Dennis Walcott – The city’s schools chancellor has been on the front lines of the fight over education reform, from teacher evaluations to new curriculum standards, and one of his weapons in this fight has been the Fund for Public Schools. This fundraising arm for city schools has been a way to spend money on controversial pilot programs, often frustrating the UFT. Well, the fund has never been better. It bankrolled $47 million this past year, more than the two previous years combined.
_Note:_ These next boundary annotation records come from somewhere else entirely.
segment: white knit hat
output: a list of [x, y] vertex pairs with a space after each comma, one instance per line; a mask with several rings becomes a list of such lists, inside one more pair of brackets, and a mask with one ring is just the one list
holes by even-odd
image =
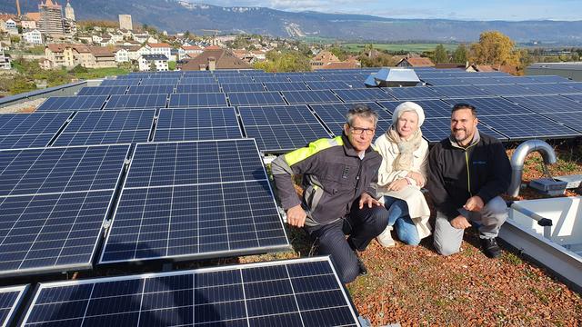
[[392, 114], [392, 123], [396, 124], [400, 115], [404, 114], [404, 112], [413, 111], [416, 113], [418, 115], [418, 127], [422, 126], [422, 124], [425, 122], [425, 111], [422, 110], [422, 107], [410, 101], [406, 101], [406, 103], [402, 103], [398, 104], [398, 106], [394, 110], [394, 114]]

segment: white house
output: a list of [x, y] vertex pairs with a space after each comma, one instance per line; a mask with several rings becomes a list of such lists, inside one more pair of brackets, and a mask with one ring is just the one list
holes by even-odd
[[167, 57], [164, 54], [142, 54], [139, 57], [139, 70], [140, 72], [150, 71], [152, 63], [156, 65], [156, 71], [164, 72], [167, 71]]
[[40, 33], [40, 31], [37, 29], [23, 33], [22, 38], [27, 44], [31, 44], [31, 45], [43, 44], [43, 34]]

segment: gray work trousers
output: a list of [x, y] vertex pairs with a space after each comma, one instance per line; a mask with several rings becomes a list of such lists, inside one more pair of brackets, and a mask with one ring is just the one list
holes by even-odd
[[[491, 199], [480, 212], [469, 212], [463, 208], [458, 212], [471, 224], [478, 225], [479, 237], [485, 239], [497, 237], [499, 228], [507, 219], [507, 205], [500, 196]], [[442, 255], [457, 253], [461, 248], [464, 233], [465, 230], [453, 227], [443, 213], [436, 212], [434, 244], [437, 253]]]

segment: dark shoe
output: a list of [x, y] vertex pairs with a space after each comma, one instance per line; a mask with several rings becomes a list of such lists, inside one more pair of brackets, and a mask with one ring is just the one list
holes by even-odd
[[485, 255], [489, 258], [497, 258], [501, 255], [501, 249], [497, 245], [497, 241], [495, 237], [490, 239], [481, 239], [481, 249]]
[[362, 259], [360, 258], [360, 256], [357, 254], [356, 251], [354, 251], [354, 254], [356, 254], [356, 258], [357, 258], [357, 267], [360, 269], [360, 276], [365, 276], [367, 274], [367, 268], [366, 268], [366, 265], [364, 264], [364, 262], [362, 261]]

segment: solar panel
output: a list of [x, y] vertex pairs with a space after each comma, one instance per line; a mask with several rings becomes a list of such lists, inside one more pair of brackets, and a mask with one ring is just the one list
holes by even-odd
[[[362, 103], [367, 105], [370, 109], [376, 111], [378, 114], [380, 120], [391, 120], [392, 114], [386, 112], [376, 103]], [[311, 108], [317, 114], [322, 121], [327, 123], [338, 122], [341, 124], [346, 123], [346, 114], [350, 110], [354, 104], [311, 104]]]
[[300, 91], [309, 90], [303, 82], [265, 83], [267, 91]]
[[185, 107], [213, 107], [213, 106], [227, 106], [226, 97], [222, 93], [207, 93], [207, 94], [177, 94], [170, 95], [170, 103], [168, 107], [185, 108]]
[[110, 95], [124, 94], [127, 86], [94, 86], [82, 88], [77, 95]]
[[28, 285], [0, 288], [0, 326], [11, 326]]
[[70, 113], [0, 114], [0, 149], [45, 146]]
[[290, 104], [326, 104], [340, 101], [340, 99], [330, 90], [284, 91], [282, 94]]
[[100, 263], [288, 248], [255, 140], [138, 144]]
[[395, 100], [379, 88], [334, 90], [345, 102]]
[[174, 93], [174, 85], [145, 85], [131, 86], [127, 94], [169, 94]]
[[265, 153], [283, 153], [303, 147], [329, 134], [306, 105], [239, 107], [247, 137]]
[[538, 94], [538, 93], [536, 91], [532, 91], [530, 89], [524, 87], [523, 85], [517, 85], [517, 84], [479, 85], [479, 88], [494, 95]]
[[139, 84], [139, 79], [103, 80], [100, 86], [132, 86]]
[[560, 95], [508, 96], [506, 99], [537, 114], [582, 111], [582, 104]]
[[384, 89], [398, 100], [438, 99], [442, 95], [431, 87], [386, 87]]
[[552, 119], [575, 131], [582, 133], [582, 111], [558, 114], [543, 114], [545, 117]]
[[449, 98], [468, 96], [492, 96], [491, 94], [474, 85], [430, 86], [436, 92]]
[[[481, 118], [479, 117], [479, 122]], [[479, 133], [487, 134], [499, 141], [507, 141], [507, 137], [493, 131], [491, 128], [480, 124], [477, 125]], [[422, 136], [429, 143], [436, 143], [448, 137], [451, 134], [451, 119], [446, 118], [429, 118], [425, 119], [425, 123], [421, 127]]]
[[[335, 90], [349, 88], [349, 84], [344, 81], [324, 81], [324, 82], [306, 82], [312, 90]], [[362, 85], [360, 88], [366, 88]]]
[[[386, 108], [390, 113], [394, 113], [396, 106], [402, 101], [381, 101], [380, 105]], [[415, 104], [419, 104], [425, 112], [426, 118], [450, 118], [452, 106], [440, 100], [415, 100]]]
[[230, 92], [264, 92], [265, 86], [261, 83], [234, 83], [222, 84], [225, 93]]
[[219, 93], [220, 85], [211, 84], [180, 84], [176, 87], [176, 93]]
[[509, 140], [559, 138], [580, 134], [537, 114], [480, 117], [479, 120], [507, 136]]
[[90, 269], [128, 151], [0, 152], [0, 276]]
[[234, 108], [162, 109], [154, 141], [197, 141], [240, 138]]
[[217, 84], [214, 77], [184, 77], [180, 81], [181, 84]]
[[23, 326], [359, 326], [326, 257], [41, 283]]
[[166, 106], [167, 94], [111, 95], [105, 109], [147, 109]]
[[231, 105], [285, 104], [278, 92], [246, 92], [228, 94]]
[[570, 94], [581, 92], [580, 90], [568, 86], [567, 84], [539, 83], [527, 84], [521, 86], [538, 94]]
[[516, 114], [531, 114], [526, 108], [516, 105], [515, 104], [500, 97], [490, 98], [459, 98], [446, 99], [448, 104], [455, 105], [457, 104], [469, 104], [477, 108], [479, 117], [485, 115], [505, 115]]
[[179, 78], [144, 78], [139, 84], [146, 85], [176, 85], [180, 81]]
[[101, 110], [106, 99], [107, 95], [52, 96], [36, 108], [36, 112]]
[[147, 142], [156, 110], [81, 112], [55, 141], [55, 146]]

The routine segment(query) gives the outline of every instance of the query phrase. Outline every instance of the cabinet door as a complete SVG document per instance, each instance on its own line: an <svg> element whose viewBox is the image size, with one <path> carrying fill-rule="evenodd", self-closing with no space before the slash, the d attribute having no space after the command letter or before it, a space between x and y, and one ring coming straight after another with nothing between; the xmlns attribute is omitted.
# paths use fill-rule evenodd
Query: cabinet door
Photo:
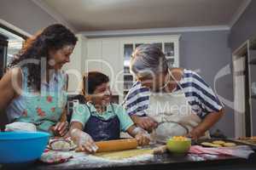
<svg viewBox="0 0 256 170"><path fill-rule="evenodd" d="M102 72L110 78L111 88L114 94L119 91L119 83L123 65L119 55L119 41L118 39L102 40Z"/></svg>
<svg viewBox="0 0 256 170"><path fill-rule="evenodd" d="M85 71L102 71L102 42L100 39L91 39L87 42L87 58L85 60Z"/></svg>

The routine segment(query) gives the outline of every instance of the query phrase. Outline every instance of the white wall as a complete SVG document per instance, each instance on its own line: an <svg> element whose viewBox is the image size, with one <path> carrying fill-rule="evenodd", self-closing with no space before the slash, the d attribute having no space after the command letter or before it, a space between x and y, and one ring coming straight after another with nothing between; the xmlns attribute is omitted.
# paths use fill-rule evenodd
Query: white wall
<svg viewBox="0 0 256 170"><path fill-rule="evenodd" d="M0 19L29 34L57 22L31 0L1 0Z"/></svg>

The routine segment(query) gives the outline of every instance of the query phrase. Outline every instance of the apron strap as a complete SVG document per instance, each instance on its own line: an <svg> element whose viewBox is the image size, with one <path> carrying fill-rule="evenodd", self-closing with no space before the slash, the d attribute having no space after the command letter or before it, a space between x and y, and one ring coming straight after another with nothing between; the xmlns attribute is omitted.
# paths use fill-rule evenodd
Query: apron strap
<svg viewBox="0 0 256 170"><path fill-rule="evenodd" d="M176 80L176 78L174 77L174 76L172 75L172 71L170 71L170 69L168 69L168 73L170 74L171 77L175 81L175 82L177 83L177 85L180 88L181 90L183 91L183 88L181 86L181 84L179 83L179 82L177 82Z"/></svg>

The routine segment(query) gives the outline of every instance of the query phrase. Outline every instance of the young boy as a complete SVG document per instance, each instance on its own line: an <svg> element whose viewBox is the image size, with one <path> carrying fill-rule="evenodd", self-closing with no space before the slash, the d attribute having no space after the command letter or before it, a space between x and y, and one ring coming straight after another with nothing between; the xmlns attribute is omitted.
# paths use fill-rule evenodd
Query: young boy
<svg viewBox="0 0 256 170"><path fill-rule="evenodd" d="M120 132L135 137L139 145L149 143L149 134L136 127L119 105L111 103L109 78L97 71L83 77L83 94L86 104L76 105L71 119L70 135L79 150L89 153L97 150L94 141L119 139Z"/></svg>

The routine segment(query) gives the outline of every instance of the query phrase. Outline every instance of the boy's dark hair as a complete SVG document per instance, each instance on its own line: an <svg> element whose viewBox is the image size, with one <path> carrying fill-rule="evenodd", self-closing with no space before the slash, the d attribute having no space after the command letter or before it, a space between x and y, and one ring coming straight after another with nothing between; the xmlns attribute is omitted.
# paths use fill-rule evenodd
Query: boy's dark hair
<svg viewBox="0 0 256 170"><path fill-rule="evenodd" d="M92 94L97 86L109 82L108 76L98 71L90 71L83 76L83 94Z"/></svg>

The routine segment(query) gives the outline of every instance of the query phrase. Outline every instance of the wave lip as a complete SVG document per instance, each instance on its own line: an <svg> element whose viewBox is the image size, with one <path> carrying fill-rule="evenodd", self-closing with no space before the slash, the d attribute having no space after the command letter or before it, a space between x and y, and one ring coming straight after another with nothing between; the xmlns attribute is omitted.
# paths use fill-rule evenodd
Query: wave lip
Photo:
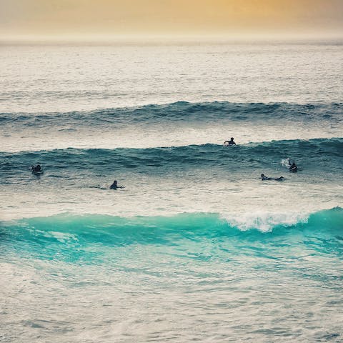
<svg viewBox="0 0 343 343"><path fill-rule="evenodd" d="M144 232L180 233L193 231L201 235L227 234L232 231L245 232L257 230L260 232L273 232L284 229L343 230L343 209L334 207L309 214L294 213L257 212L245 216L224 217L219 214L183 213L172 217L113 217L103 214L61 214L47 217L34 217L8 222L0 222L4 228L17 230L28 229L41 232L53 229L54 232L92 234L102 234L119 230L125 233Z"/></svg>
<svg viewBox="0 0 343 343"><path fill-rule="evenodd" d="M77 122L80 126L165 121L237 120L259 121L266 119L282 120L340 120L342 103L297 104L290 103L232 103L213 101L191 103L177 101L166 104L150 104L136 107L103 109L89 111L51 113L3 113L0 122L36 125L44 122L66 125Z"/></svg>

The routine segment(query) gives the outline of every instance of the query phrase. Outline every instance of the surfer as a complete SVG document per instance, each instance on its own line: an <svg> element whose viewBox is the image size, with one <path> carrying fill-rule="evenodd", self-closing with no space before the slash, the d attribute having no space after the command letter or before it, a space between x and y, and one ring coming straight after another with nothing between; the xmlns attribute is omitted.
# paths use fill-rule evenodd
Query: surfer
<svg viewBox="0 0 343 343"><path fill-rule="evenodd" d="M116 189L118 188L125 188L124 186L118 186L116 184L116 180L113 182L113 184L109 187L111 189Z"/></svg>
<svg viewBox="0 0 343 343"><path fill-rule="evenodd" d="M227 145L236 145L236 143L234 141L234 137L231 137L229 141L225 141L224 144Z"/></svg>
<svg viewBox="0 0 343 343"><path fill-rule="evenodd" d="M282 181L284 179L284 177L280 177L275 179L273 177L267 177L264 174L262 174L261 179L262 179L262 181L270 181L270 180Z"/></svg>
<svg viewBox="0 0 343 343"><path fill-rule="evenodd" d="M32 171L32 174L43 174L43 171L41 170L41 166L40 164L37 164L36 166L31 166L31 170Z"/></svg>
<svg viewBox="0 0 343 343"><path fill-rule="evenodd" d="M31 170L32 170L32 172L41 172L41 166L40 164L37 164L36 166L32 164L32 166L31 166Z"/></svg>
<svg viewBox="0 0 343 343"><path fill-rule="evenodd" d="M291 173L296 173L298 171L298 167L294 162L291 164L291 161L289 161L289 172Z"/></svg>

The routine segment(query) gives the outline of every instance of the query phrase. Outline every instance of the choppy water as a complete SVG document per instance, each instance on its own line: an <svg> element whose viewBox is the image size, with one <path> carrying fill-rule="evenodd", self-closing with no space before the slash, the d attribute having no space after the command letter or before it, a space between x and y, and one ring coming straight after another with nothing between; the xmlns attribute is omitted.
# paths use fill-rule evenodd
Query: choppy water
<svg viewBox="0 0 343 343"><path fill-rule="evenodd" d="M0 342L343 342L342 58L1 47Z"/></svg>

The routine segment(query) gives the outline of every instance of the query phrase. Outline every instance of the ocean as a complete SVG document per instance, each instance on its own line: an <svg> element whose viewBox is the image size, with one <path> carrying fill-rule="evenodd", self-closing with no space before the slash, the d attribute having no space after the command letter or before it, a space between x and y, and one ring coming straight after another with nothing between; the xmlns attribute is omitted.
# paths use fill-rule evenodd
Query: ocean
<svg viewBox="0 0 343 343"><path fill-rule="evenodd" d="M0 342L343 342L342 59L1 46Z"/></svg>

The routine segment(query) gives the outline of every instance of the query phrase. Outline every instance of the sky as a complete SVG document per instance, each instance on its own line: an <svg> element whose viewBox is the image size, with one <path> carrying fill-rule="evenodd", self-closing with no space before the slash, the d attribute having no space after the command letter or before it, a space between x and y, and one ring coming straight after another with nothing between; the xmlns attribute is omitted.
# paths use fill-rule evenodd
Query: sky
<svg viewBox="0 0 343 343"><path fill-rule="evenodd" d="M343 0L0 0L0 39L343 36Z"/></svg>

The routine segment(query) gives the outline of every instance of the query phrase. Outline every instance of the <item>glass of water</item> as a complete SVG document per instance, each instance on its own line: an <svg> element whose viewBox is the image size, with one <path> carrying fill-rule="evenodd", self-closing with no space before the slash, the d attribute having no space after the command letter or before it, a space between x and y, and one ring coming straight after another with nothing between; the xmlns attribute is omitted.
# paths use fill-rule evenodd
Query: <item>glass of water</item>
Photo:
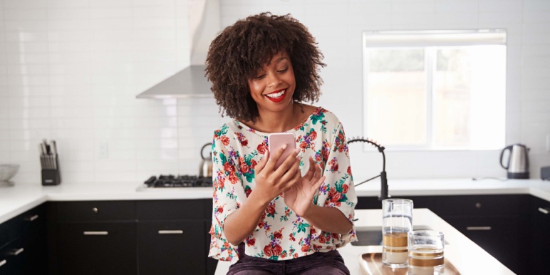
<svg viewBox="0 0 550 275"><path fill-rule="evenodd" d="M393 268L406 267L408 234L412 230L412 201L382 201L382 262Z"/></svg>

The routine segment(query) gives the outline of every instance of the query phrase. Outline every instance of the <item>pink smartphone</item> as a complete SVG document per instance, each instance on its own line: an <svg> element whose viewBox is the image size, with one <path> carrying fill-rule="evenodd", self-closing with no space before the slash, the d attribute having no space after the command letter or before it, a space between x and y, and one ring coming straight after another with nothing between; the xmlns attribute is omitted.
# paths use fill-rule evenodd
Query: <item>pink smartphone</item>
<svg viewBox="0 0 550 275"><path fill-rule="evenodd" d="M293 133L274 133L267 136L267 142L269 144L269 157L274 154L279 148L286 144L286 149L283 152L283 155L279 158L277 163L275 164L275 169L279 166L289 157L289 155L296 150L296 136Z"/></svg>

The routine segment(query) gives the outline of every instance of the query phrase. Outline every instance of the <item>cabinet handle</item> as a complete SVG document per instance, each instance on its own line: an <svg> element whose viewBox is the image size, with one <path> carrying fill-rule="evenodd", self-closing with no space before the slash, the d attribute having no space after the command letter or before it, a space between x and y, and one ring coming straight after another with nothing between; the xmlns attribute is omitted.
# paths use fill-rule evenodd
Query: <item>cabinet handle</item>
<svg viewBox="0 0 550 275"><path fill-rule="evenodd" d="M183 234L183 230L159 230L158 234Z"/></svg>
<svg viewBox="0 0 550 275"><path fill-rule="evenodd" d="M11 255L11 256L17 256L17 255L20 254L21 252L23 252L24 250L25 249L23 247L21 247L21 248L20 248L20 249L17 249L17 250L16 250L16 251L14 251L13 252L11 252L10 255Z"/></svg>
<svg viewBox="0 0 550 275"><path fill-rule="evenodd" d="M488 231L491 230L491 227L467 227L468 231Z"/></svg>
<svg viewBox="0 0 550 275"><path fill-rule="evenodd" d="M106 235L109 234L107 231L85 231L85 235Z"/></svg>

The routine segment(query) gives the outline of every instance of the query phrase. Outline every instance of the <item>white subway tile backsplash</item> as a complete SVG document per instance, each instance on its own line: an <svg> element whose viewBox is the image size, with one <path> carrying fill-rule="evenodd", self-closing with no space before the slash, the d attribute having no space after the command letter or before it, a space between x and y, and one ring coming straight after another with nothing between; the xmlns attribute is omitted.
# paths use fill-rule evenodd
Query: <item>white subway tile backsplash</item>
<svg viewBox="0 0 550 275"><path fill-rule="evenodd" d="M48 25L40 20L6 20L3 21L3 24L6 31L34 31L48 29Z"/></svg>
<svg viewBox="0 0 550 275"><path fill-rule="evenodd" d="M437 0L435 13L437 14L468 13L477 15L479 11L478 0ZM465 22L466 23L466 22Z"/></svg>
<svg viewBox="0 0 550 275"><path fill-rule="evenodd" d="M546 0L524 0L523 10L525 11L550 11L550 2Z"/></svg>
<svg viewBox="0 0 550 275"><path fill-rule="evenodd" d="M93 0L47 0L48 8L88 8Z"/></svg>
<svg viewBox="0 0 550 275"><path fill-rule="evenodd" d="M130 31L134 22L131 18L102 18L90 20L89 28L98 30L116 29L121 31Z"/></svg>
<svg viewBox="0 0 550 275"><path fill-rule="evenodd" d="M478 28L478 14L471 12L441 12L435 14L435 28L460 29Z"/></svg>
<svg viewBox="0 0 550 275"><path fill-rule="evenodd" d="M126 19L131 18L133 9L128 7L90 7L91 19Z"/></svg>
<svg viewBox="0 0 550 275"><path fill-rule="evenodd" d="M520 11L523 0L479 0L479 11Z"/></svg>
<svg viewBox="0 0 550 275"><path fill-rule="evenodd" d="M47 6L48 0L4 0L4 8L11 9L43 9Z"/></svg>
<svg viewBox="0 0 550 275"><path fill-rule="evenodd" d="M47 12L48 21L50 20L90 20L90 9L87 6L69 9L67 6L59 6L56 9L48 9Z"/></svg>
<svg viewBox="0 0 550 275"><path fill-rule="evenodd" d="M94 7L130 7L132 6L132 0L93 0L90 1L90 6Z"/></svg>
<svg viewBox="0 0 550 275"><path fill-rule="evenodd" d="M16 1L17 0L15 0ZM4 8L4 18L6 21L45 21L48 19L48 10L45 9L11 9Z"/></svg>

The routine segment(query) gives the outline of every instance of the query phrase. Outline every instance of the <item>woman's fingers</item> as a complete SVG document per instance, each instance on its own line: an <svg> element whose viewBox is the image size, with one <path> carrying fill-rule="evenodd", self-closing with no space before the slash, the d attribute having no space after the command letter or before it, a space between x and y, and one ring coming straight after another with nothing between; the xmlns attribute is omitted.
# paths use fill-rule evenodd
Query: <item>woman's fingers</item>
<svg viewBox="0 0 550 275"><path fill-rule="evenodd" d="M254 168L255 170L254 172L256 174L259 173L260 172L261 172L261 170L264 170L264 167L266 167L266 164L267 163L267 160L269 159L269 151L266 150L266 153L265 155L264 155L264 157L262 157L260 160L260 161L258 162L258 164L256 165L256 167Z"/></svg>
<svg viewBox="0 0 550 275"><path fill-rule="evenodd" d="M309 168L308 169L308 172L306 173L306 175L303 175L303 177L307 180L311 180L313 176L315 176L315 166L316 163L313 161L313 158L311 156L309 157Z"/></svg>
<svg viewBox="0 0 550 275"><path fill-rule="evenodd" d="M283 145L283 146L281 146L280 148L277 149L277 150L273 153L273 155L269 157L269 161L267 162L266 167L270 170L274 170L275 165L276 165L279 159L281 158L281 156L283 155L283 152L284 152L285 149L286 149L288 146L289 145L285 143Z"/></svg>
<svg viewBox="0 0 550 275"><path fill-rule="evenodd" d="M296 148L292 152L291 152L288 157L286 157L286 159L284 160L284 162L283 162L281 166L279 166L276 170L276 171L277 172L278 175L279 175L279 176L286 173L286 171L292 168L292 165L296 162L296 157L298 156L298 153L299 152L300 152L300 148ZM301 158L300 160L301 160ZM299 165L300 163L299 161L298 163Z"/></svg>
<svg viewBox="0 0 550 275"><path fill-rule="evenodd" d="M318 180L317 180L316 182L315 182L315 185L313 185L313 188L315 188L316 190L318 190L319 188L321 188L321 186L323 185L323 182L325 182L326 179L326 177L325 176L321 177Z"/></svg>

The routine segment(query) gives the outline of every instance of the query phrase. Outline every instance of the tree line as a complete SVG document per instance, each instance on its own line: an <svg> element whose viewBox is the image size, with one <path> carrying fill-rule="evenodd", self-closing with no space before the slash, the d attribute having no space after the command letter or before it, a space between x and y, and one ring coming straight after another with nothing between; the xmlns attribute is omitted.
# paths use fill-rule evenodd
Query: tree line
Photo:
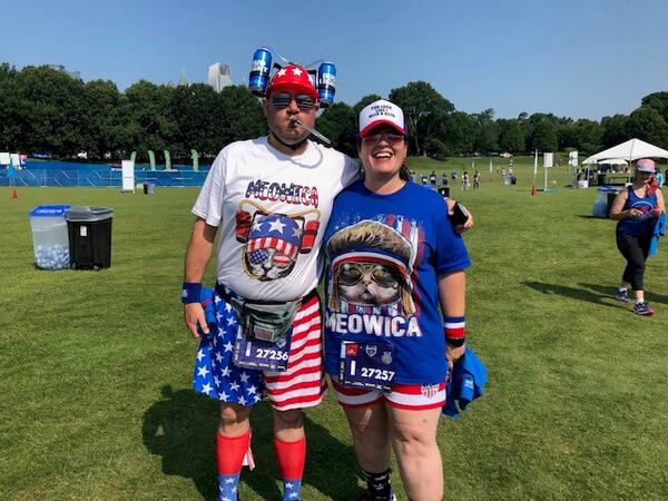
<svg viewBox="0 0 668 501"><path fill-rule="evenodd" d="M354 106L335 102L316 127L333 146L356 154L360 110L381 96L363 97ZM404 110L411 155L449 156L563 151L593 154L631 137L668 148L668 91L644 97L630 115L586 118L520 114L494 119L494 110L456 110L429 82L413 81L387 97ZM125 92L108 80L84 82L49 67L17 70L0 65L0 150L73 158L140 160L151 149L168 149L175 159L191 148L205 158L235 140L267 134L262 106L245 87L215 92L206 84L155 85L140 80Z"/></svg>

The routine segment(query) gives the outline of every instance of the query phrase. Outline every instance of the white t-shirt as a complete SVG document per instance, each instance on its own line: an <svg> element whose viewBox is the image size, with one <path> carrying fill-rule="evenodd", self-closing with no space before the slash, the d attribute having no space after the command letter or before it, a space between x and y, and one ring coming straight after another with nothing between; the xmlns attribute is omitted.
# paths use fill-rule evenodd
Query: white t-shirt
<svg viewBox="0 0 668 501"><path fill-rule="evenodd" d="M307 145L296 157L266 137L226 146L193 207L219 226L218 282L248 299L296 299L317 285L332 203L360 169L335 149Z"/></svg>

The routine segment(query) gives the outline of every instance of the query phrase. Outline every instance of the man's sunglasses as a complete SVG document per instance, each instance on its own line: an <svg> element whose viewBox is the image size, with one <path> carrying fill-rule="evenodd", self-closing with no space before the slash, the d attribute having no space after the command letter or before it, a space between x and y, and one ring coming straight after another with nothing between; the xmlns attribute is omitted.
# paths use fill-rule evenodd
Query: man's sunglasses
<svg viewBox="0 0 668 501"><path fill-rule="evenodd" d="M371 136L365 136L364 138L362 138L362 143L364 143L365 146L374 147L375 145L381 143L381 139L385 139L385 141L389 143L390 146L399 146L405 139L405 136L402 136L401 134L391 132L372 134Z"/></svg>
<svg viewBox="0 0 668 501"><path fill-rule="evenodd" d="M295 96L293 96L289 92L272 94L272 104L274 105L274 108L277 109L287 108L292 102L293 98L297 104L297 107L302 111L311 111L315 106L315 99L313 99L307 94L296 94Z"/></svg>

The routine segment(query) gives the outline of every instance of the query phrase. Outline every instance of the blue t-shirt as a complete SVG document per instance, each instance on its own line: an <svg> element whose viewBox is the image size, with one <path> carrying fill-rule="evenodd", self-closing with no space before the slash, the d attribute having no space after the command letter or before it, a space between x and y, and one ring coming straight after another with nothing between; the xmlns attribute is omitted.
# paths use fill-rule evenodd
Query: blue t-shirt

And that cash is surely going to be put to use promoting the Bloomberg administrations policies having an impact after he’s left Gracie Mansion.
Susan Bruno and John O’Connor – It’s great when your dad is in power. From 2005 to 2008 Susan Bruno didn’t skipped showing up for work at the SUNY Research Foundation more than 40 times–but hey, her father was the Senate Majority leader and her boss, John O’Connor, looked the other way. Now the pair face the prospect of having to pay more than a $1 million in damages after a criminal complaint was filed this week by Attorney General Eric Schneiderman. You were a winner for more than three years… but now you are riding the loser train.
Regina Calcaterra – Who would know more about catching violators of the state’s campaign finance system than someone who was sued 17 times for violating the system. That may have been the logic from Gov. Andrew Cuomo when he tapped Calcaterra to be the executive director of the new Moreland Act commission charged with weeding out public corruption. As the treasurer of a political action committee from 2001 to 2009, Calcaterra was repeatedly targeted by the Board of Elections and paid a $144 fine for two cases. Let’s hope that experience helps her track down other violators.
Barbara Morgan – What exactly is a slutbag? [Looking it up on the Internet]. Whoa! So Barbara makes the list this week for unleashing an on-the-record diatribe against a former intern who spilled Weiner campaign secrets. It’s the most shocking rant that we’ve seen since Carl Paladino threated to take out Fred Dicker. Morgan at least had some success in deflecting media attention away from her boss, who has had a significantly worse week than she has, and tweeting a photograph of a swear jar filled with hundred dollar bills and a Visa card was clever. Of course, contributing to the narrative of the Weiner campaign as a train wreck doesn’t help.
Eric Stevenson – Really? You’re asking lobbyists to give money for your legal defense fund and all they’re getting back is an evening of jazz in the Bronx? No steak dinner? No lucrative adult day care centers? How about at least some legislation that never makes it out of the Rules Committee? That’s gotta be worth at least $2,500 a head, right? Who do you think you are anyway, William Boyland Jr.? Is this thing on?
Bill Thompson - Thompson continues to puzzle with his position on stop-and-frisk policing, seemingly unable to decide whether to appease his base of African-American voters or satisfy the law enforcement unions that have endorsed him. He says stop-and-frisk has been abused by the Bloomberg administration, yet he also opposes City Council legislation that would establish an inspector general for the police department and allow individuals to sue the NYPD over racially profiling. He also made a dicey comparison between the NYPD suspects and George Zimmerman chasing down Trayvon Martin, exploiting a national story to make a headline. Two of his opponents, Sal Albanese and Bill de Blasio, have been hitting him on his flip-flopping, so it may be time to pick a side.